The traditional parties are now operating on more explicitly political footing. DISY is announcing daily policy positions, AKEL continues to lead on its social agenda, and DIKO is foregrounding the role it says it played in steering the country through the economic crisis — their core argument against newer formations such as ALMA and Direct Democracy, which lack a parliamentary track record.

Both new formations are, in their different ways, cutting horizontally across the party system. Their momentum, however, remains a variable that cannot be reliably assessed before polling day.

What is already clear is that they are creating instability on both the government and opposition sides, as well as across the ideological landscape of left, right and centre.

ALMA, which positions itself in the radical centre, has corruption as the main axis of its messaging and attacks across the full ideological spectrum. It frequently targets Annita Demetriou and DISY, while positioning itself as the next big centrist party — a project that poses an existential threat to DIKO, EDEK and DIPA. Its clash with AKEL is also well known, stemming both from the presence of Irene Charalambides on its list and from corruption references that drew a sharp response from AKEL Secretary General Stefanos Stefanou.

Pro-Russian and anti-Israeli

Direct Democracy, meanwhile, is harder to place. Its candidate list includes people of entirely different ideological persuasions, and how they will move after the election is an open question.

In his most recent intervention, Panayiotou focused on Israeli property purchases in Cyprus, pushing an anti-Israeli narrative and again targeting a left-leaning audience. Alternating between pro-Russian rhetoric and anti-Israeli messaging, he has been fishing for voters on the left and putting the brakes on the momentum AKEL had been building in these elections.
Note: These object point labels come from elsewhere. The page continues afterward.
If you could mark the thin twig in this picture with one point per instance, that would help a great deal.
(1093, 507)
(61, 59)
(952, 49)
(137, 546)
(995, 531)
Ecologists rally behind Papadouris call for ‘clean, honest and green’ politics

Ecologists leader Stavros Papadouris used the movement’s final island-wide pre-election rally on Sunday at the Pallas Cinema to send a message of unity and call for a stronger political ecology ahead of May 24.

“Politics must be clean, honest and green,” he said, describing the Ecologists as the “only credible option” against “corruption, lack of meritocracy and policies leading to dead ends.”

He said the movement represents citizens who “have grown tired of grand words and hollow announcements,” and argued that political ecology is not “a choice of the moment” but a long-standing collective effort that has “for decades been warning, proposing and demanding.”

Papadouris cited energy poverty, the water crisis, the cost of living, a declining quality of life and the climate crisis as challenges facing Cyprus, describing them as “realities that affect citizens daily” — ones, he said, that “we are living through reckless construction and destructive development designed to serve the interests of the few, always on the backs of the many.”

He also pointed to the movement’s parliamentary record, noting that despite its small representation, it had achieved meaningful intervention.

According to figures he presented — drawn from a study by independent firm Oxygen, to be officially released on Tuesday — the Ecologists’ two MPs, Papadouris and Charalampos Theopemptou, submitted 203 bills, 357 own-initiative items and 282 parliamentary questions over the past five years.